How is the tutorial here? I tried ‘20 and ‘21 and was disappointed that they don’t bother to properly introduce a newcomer to F1. All they have is text manuals (or at least I could not found anything else). ‘12 (my previous game) had an excellent intro, styled as a series of tasks to get f1 license. It explained how to do turns properly (finding apex, braking accelerating), drs, kers, other important concepts on track, not via text.
For the last few years I’ve bought the F1 games on Xbox, but have decided to get this one on PS5 for the haptic feedback and adaptive triggers. Also Amazon have it for £55, a saving of £15.
@Vovander There isn't really a tutorial, it's similar to the previous games. I will say that last year's story mode was a good in-road for new players, but that's not here this time.
@riceNpea Reviewed using a DualSense (the haptics and triggers implementation is fine but not mind-blowing, in case anyone is wondering). Totally hear you with regards to a wheel, though! We may have something on that front soon.
@Quintumply that'd be great, thanks.
@Quintumply thanks! That’s a shame. I think this really limits the appeal to newcomers…
Do wish they'd have an option to turn all the baggage off.
Anything other than being sat in an F1 car I would bet 95% of the buyers just aren't interested in.
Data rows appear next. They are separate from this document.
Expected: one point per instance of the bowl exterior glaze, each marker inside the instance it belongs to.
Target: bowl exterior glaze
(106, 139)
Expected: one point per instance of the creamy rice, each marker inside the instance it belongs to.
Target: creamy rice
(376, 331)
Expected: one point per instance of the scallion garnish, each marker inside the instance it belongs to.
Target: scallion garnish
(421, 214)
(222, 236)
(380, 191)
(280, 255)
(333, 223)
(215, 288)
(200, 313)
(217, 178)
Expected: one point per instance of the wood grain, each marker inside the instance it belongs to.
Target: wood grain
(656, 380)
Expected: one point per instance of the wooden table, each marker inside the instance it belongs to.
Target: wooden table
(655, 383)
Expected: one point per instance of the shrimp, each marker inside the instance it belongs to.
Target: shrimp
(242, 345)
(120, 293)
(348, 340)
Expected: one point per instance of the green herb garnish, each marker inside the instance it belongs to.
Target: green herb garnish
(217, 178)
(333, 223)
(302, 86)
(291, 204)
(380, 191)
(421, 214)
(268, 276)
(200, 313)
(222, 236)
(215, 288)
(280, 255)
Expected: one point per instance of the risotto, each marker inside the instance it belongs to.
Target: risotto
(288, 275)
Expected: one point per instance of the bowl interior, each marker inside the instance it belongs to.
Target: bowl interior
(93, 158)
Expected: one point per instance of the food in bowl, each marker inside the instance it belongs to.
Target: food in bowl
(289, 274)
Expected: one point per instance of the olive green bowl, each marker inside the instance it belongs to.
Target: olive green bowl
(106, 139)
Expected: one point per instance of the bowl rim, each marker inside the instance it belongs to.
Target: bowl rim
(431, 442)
Typically with EA I think said baggage will get worse every year. We will have XP next, with each glorious XP moment being recognised with an on screen rainbow as an XP balloon rises in to the sky.
So, no crossplay?
Like I’ve done for the last few years. I just wait for the games to go EA play on Game Pass. I love F1 but I done care about playing the latest game. I’m still happily playing F1 ‘21.
Don't you mean ...(v)room for improvement?
...Sorry. Had to.
Uff... wanted to buy this but SCREEN TEARING is a no go for me. I am very sensitive to such things and I also think this has not to occur in new releases anymore. Hope for a patch in the nex few months. If they cannot sort that I am out. Thanks Pushsquare for the review. You spared me some trouble here.
For me as a more hardcore racer, They need to fix the physics and make a more hardcore mode selectable if you want it as a player and have some serious E sports intergration , they are more than capable and have in the past with Toca, dirt rally and so on. I'm sure the guys at codemasters have some talented engineering guys on the team. Then pay some f1 drivers to say it's the most realistic F1 Sim out there, and then count the money.
Some more strategy would be nice instead of just grinding upgrades make players make decisions that actually mater over the course of several seasons.
@Peach64 considering GT does simulate car physics, weather, tyre modelling & lighting & even paint (the latter two it does better than all the current hardcore sims), I’m pretty sure it can be regarded as a sim of some sorts.
It may not be on the level of iRacing, AMS2 or ACC when it comes to car handling, FFB or AI, but it does do some things better than those games. It even does a better job of simulating how I can’t afford the same Supercars in real life!
@Rjak I think they've confirmed crossplay is coming at some point post-launch.
@Quintumply Nice, hopefully soon then.